Through regular workshops and demonstrations, the trio has been giving home owners helpful insights into fertilisers, fungicides, pots, watering, shade houses, and dividing and re-potting orchids.
There’s also been a visit to the Caboolture Annual Orchid Show and a group tour of a local orchid nursery.
And such is the group’s enthusiasm and momentum that they hope to stage Halcyon Glades’ first orchid show in March next year, allowing this bunch of green thumbs to show off their blooming achievements.
So, what is it about orchids?
Tony believes it’s the sheer beauty and vibrancy of the flowers that draws people to orchid growing, like bees to honey.
“There is no doubt about it, orchids get into your blood, and growing orchids can be addictive,” Tony said.
Andre agrees, saying orchids have a lot going for them.
“They are at the top of the botanical food chain - they’re very well developed and there’s so many variations,” he said.
“They look lovely, they have lots of colours and lovely shapes, some are scented, and their flowers last a long time.”
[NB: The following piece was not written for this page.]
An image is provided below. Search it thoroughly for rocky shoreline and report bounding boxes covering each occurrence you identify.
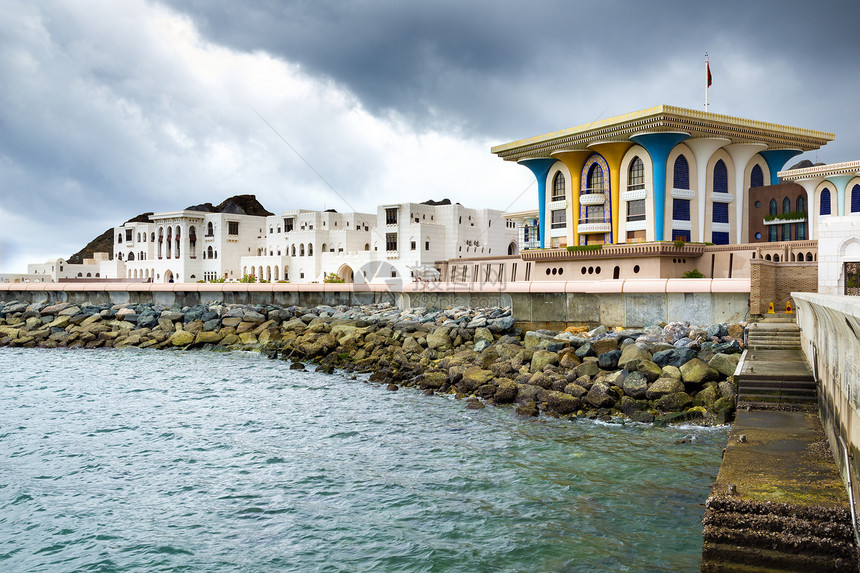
[0,300,743,425]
Andre, who has grown orchids for 18 years, said people often received them as gifts but weren’t sure how to keep them happy and healthy in the medium to long term.
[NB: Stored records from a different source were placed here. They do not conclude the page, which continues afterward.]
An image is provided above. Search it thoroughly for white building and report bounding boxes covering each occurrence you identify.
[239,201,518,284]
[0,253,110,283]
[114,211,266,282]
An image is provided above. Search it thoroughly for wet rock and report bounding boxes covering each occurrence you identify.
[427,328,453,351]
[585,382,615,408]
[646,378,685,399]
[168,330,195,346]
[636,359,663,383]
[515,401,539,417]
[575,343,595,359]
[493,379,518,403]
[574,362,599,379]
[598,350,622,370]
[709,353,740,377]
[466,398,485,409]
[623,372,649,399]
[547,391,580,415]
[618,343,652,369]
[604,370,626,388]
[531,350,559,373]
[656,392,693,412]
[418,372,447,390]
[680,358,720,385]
“Some or all of their orchids die, and they wonder what they are doing wrong,” he said.
“So, we see the group’s role as giving home owners the basic information they need to grow orchids successfully.”
Tony said orchids could be tricky because in nature they grow upside down on trees, and often in a tropical climate.
“The very first thing we try to do is train them to grow in pots – and to them it is upside down,” he said.
“So, to grow orchids successfully we need to know when to water, when to pot, how much water, how much sun, what fertiliser, and so on.
“You’ve got to duplicate their natural environment as much as possible.”
On that note, Tony said shade houses designed and built by the ‘orchid-teers’ have begun popping up across the community ever since the first batch of these “feats of engineering brilliance” were completed in August.